Can LMs Generalize to Future Data? An Empirical Analysis on Text Summarization
This repository contains data for the paper Can LMs Generalize to Future Data? An Empirical Analysis on Text Summarization
@inproceedings{temposum23,
title="{Can LMs Generalize to Future Data?
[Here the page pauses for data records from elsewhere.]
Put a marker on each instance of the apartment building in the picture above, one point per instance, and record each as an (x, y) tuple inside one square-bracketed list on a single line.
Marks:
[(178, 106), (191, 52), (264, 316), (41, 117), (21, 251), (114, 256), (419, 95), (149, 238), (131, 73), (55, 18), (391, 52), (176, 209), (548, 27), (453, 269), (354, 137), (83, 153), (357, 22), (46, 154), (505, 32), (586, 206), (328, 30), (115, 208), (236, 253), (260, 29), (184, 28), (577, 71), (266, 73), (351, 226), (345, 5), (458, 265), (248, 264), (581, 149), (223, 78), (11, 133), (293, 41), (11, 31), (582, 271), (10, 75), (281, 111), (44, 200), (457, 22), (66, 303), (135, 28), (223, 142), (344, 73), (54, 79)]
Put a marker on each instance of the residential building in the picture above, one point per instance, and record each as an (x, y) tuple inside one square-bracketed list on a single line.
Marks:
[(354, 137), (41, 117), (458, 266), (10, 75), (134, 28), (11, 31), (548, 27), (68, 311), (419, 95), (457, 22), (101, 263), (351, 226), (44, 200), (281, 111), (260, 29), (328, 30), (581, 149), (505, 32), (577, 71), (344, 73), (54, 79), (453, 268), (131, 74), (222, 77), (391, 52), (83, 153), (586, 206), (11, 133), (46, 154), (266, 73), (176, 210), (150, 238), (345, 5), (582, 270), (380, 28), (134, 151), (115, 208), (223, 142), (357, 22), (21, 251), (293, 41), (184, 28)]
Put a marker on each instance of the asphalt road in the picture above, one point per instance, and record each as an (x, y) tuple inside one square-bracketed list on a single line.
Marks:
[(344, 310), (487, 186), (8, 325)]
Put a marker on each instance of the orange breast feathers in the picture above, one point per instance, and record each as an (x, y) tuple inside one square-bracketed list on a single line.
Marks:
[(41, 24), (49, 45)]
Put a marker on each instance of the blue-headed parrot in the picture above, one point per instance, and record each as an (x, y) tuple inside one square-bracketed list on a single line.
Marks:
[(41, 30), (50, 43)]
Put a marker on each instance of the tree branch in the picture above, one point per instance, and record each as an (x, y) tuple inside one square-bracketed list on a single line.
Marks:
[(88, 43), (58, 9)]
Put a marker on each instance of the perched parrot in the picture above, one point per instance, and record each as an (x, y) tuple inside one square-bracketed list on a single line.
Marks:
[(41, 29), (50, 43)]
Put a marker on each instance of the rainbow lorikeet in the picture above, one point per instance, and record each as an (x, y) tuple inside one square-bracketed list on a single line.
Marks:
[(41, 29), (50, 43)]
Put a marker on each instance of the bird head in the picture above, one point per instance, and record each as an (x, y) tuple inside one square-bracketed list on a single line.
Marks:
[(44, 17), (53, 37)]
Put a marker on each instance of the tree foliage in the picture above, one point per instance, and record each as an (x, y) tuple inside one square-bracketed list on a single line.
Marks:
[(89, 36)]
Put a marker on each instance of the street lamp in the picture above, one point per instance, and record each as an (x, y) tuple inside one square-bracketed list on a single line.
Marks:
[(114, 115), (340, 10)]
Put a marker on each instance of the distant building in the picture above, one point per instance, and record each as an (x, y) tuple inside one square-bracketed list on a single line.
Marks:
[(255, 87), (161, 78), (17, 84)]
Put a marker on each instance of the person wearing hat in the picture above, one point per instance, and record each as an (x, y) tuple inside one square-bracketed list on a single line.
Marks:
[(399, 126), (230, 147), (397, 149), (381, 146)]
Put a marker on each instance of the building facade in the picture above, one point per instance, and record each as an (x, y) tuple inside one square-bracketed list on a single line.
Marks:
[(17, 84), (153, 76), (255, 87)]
An Empirical Analysis on Text Summarization}",
author = {Chi Seng Cheang and
Hou Pong Chan and
Derek F. Wong and
Xuebo Liu and
Zhaocong Li and
Yanming Sun and
Shudong Liu and
Lidia S. Chao},
booktitle = "Proceedings of the Conference on Empirical Methods in Natural Language Processing ({EMNLP})",
month = {December},
year = "2023",
publisher = "Association for Computational Linguistics",
}
Getting the data
Download the datasets from Huggingface Datasets Library
Run the following commands to to load the datasets from Huggingface Datasets Library.
import datasets
# BBC in-distribution test set
dataset = datasets.load_dataset('chiseng-cheang/TempoSum', 'BBC_in-distribution')
# BBC future test set
dataset = datasets.load_dataset('chiseng-cheang/TempoSum', 'BBC_future')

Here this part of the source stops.